Nel Paese in assoluto più energivoro al mondo non sarà facile parlare di transizione energetica poiché gli Stati Uniti sono di gran lunga il primo consumatore di petrolio al mondo e la benzina, esente da tasse, costa ancora 0,6 euro al litro, contro 1,3-1,4 euro dell’Europa. Il sistema elettrico dipende per un quarto dall’utilizzo del carbone, le emissioni di CO2 per abitante sono intorno a 17 tonnellate, contro le 7 dell’Europa e della Cina e le 2 dell’India e, infine, la produzione nucleare conta per il 20% della produzione elettrica americana con quasi 100 centrali nucleari, realizzate prima degli anni Ottanta.

La transizione energetica prospettata dal Piano Biden per l’ambiente, come del resto sta avvenendo in Europa, comporterà quindi una trasformazione radicale dell’intero sistema produttivo del Paese. I primi a esserne coinvolti saranno gli operai della cosiddetta Rust Belt , la zona Nord protagonista dello sviluppo industriale degli anni Cinquanta, ora in disarmo, ai quali la nuova amministrazione dovrà trovare un futuro nell’ economia green. La swing wave elettorale che per ora ha premiato Biden, se delusa, sarà pronta a ricredersi alla prossima occasione.

Sarà poi molto interessante vedere cosa faranno i petrolieri, i sopravvissuti delle Sette Sorelle dominatrici dei mercati energetici del Dopoguerra, combattuti fra la conservazione più duratura possibile degli attuali privilegi e la conquista di una posizione competitiva nel futuro.

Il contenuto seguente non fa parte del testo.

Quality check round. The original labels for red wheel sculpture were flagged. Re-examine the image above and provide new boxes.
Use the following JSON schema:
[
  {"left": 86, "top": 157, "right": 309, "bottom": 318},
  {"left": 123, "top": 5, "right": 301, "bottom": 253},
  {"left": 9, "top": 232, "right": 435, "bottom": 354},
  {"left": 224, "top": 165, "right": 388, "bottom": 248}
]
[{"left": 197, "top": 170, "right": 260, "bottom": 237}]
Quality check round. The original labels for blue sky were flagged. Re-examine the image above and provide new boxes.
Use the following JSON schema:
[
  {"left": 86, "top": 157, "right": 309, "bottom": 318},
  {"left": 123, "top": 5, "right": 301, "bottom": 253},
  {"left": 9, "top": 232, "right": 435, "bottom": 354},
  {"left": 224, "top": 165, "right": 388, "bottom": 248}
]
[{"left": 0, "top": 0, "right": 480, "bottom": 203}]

C’è da sperare che Biden sia ben consapevole di questi aspetti e che con realismo sappia, come sta cercando di fare l’Europa, conciliare l’ottenimento degli obiettivi ambientali con la sostenibilità economica e sociale del suo Paese.  

La sfida è grande. Insieme America ed Europa hanno l’opportunità di diventare il motore della  transizione climatica globale offrendo leadership e un’ecodiplomazia che coinvolga l’intero pianeta.